The teams that come out of this well won’t be the ones that adopted AI fastest. They’ll be the ones that protected the friction required for actual learning, even when everyone around them was celebrating how much faster things felt.

In my previous article, I wrote: “In the AI era, productivity has shifted from writing speed to validation speed.” I’d update that now: In the AI era, the most valuable engineering skill isn’t using AI. It’s knowing when not to.
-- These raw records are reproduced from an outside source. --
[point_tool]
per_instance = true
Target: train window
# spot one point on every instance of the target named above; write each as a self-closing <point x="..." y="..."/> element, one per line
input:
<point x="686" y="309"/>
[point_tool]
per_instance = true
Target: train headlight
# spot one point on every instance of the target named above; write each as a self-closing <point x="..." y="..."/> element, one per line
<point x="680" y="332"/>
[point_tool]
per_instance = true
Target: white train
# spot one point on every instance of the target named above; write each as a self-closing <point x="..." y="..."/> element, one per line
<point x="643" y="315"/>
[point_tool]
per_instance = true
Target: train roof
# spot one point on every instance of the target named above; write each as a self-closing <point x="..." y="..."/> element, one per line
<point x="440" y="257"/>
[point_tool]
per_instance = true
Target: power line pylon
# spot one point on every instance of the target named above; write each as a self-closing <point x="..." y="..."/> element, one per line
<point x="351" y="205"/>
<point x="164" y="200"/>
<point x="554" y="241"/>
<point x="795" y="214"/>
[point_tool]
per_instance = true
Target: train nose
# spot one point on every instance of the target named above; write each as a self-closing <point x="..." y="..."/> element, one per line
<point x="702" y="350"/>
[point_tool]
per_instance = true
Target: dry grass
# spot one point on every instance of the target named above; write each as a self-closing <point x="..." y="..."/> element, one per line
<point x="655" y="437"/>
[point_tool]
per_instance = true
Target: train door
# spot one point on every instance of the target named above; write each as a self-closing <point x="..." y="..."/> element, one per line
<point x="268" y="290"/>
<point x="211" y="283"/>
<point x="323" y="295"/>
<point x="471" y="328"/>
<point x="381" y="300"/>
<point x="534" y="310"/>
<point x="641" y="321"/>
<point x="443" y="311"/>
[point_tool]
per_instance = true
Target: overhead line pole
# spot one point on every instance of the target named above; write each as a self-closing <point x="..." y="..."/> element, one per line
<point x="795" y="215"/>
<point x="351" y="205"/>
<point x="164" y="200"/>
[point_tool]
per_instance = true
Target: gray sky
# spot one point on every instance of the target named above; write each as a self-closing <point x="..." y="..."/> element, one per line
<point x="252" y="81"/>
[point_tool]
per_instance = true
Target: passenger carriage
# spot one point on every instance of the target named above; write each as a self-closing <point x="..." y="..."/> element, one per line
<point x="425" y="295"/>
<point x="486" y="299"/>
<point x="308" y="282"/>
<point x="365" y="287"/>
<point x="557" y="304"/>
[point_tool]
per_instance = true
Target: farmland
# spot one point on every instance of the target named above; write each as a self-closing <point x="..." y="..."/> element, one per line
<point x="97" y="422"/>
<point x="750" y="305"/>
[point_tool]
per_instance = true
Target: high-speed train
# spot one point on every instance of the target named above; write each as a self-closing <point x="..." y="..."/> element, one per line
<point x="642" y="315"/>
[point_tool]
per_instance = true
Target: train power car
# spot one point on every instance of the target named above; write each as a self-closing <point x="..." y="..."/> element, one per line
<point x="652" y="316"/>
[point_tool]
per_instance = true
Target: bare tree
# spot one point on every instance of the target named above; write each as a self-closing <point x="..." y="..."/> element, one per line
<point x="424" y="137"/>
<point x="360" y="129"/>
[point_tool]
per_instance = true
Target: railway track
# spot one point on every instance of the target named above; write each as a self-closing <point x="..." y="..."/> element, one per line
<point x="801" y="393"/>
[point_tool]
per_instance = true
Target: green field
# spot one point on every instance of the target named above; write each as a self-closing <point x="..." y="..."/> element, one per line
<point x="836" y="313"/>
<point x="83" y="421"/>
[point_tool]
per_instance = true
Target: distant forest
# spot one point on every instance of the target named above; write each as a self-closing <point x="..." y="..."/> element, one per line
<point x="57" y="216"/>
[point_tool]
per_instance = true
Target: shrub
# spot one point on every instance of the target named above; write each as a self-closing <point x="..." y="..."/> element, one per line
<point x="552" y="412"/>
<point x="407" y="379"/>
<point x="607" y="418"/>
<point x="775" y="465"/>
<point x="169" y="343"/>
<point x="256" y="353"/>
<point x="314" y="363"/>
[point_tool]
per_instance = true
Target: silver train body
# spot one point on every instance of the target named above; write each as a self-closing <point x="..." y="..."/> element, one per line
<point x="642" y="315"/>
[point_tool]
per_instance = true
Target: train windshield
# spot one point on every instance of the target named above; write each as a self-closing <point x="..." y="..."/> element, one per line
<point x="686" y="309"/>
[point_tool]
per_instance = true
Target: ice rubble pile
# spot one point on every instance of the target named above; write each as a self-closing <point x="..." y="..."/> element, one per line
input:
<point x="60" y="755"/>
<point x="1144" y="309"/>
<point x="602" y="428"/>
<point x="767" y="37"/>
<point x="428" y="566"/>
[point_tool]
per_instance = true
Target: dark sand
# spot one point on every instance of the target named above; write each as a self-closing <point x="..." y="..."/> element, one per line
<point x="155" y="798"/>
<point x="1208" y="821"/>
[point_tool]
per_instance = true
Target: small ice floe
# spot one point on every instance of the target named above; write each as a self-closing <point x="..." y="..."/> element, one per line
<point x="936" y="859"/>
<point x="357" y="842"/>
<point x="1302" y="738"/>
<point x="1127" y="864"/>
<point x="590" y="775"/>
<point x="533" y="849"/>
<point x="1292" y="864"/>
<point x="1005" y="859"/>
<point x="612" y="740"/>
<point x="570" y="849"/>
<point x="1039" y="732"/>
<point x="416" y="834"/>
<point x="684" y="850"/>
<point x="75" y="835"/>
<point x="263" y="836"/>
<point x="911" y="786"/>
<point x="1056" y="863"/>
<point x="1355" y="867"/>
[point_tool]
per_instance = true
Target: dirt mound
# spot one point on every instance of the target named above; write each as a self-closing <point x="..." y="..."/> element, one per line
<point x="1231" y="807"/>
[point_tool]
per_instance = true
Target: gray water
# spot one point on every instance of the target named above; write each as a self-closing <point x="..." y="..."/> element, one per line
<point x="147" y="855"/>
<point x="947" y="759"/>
Sources and further reading

  1. Anthropic RCT on AI-assisted learning - RDEL Newsletter #133, 2026
  2. CTO Craft TMW #471, Andy Skipper - AI and hiring, 2026
  3. Alberto Romero, “The 99% Problem” - The Algorithmic Bridge, 2026
  4. Pragmatic Engineer AI Tooling Survey - ~1,000 respondents, 2026
  5. Luca Rossi, “The New Pyramid” - Refactoring Newsletter, 2026
  6. METR Study, July 2025 - AI and developer productivity
  7. My previous articles: AI Productivity Paradox, Modular Skills

Methodology note: This article was written with AI assistance (Claude Code). The sources were collected in my personal knowledge base over two weeks of newsletter processing. The synthesis, opinions, and editorial choices are mine. Claude helped with structuring and drafting, and I used my own humanizer pipeline to remove AI-isms from the prose. If you spot one I missed, I owe you a coffee.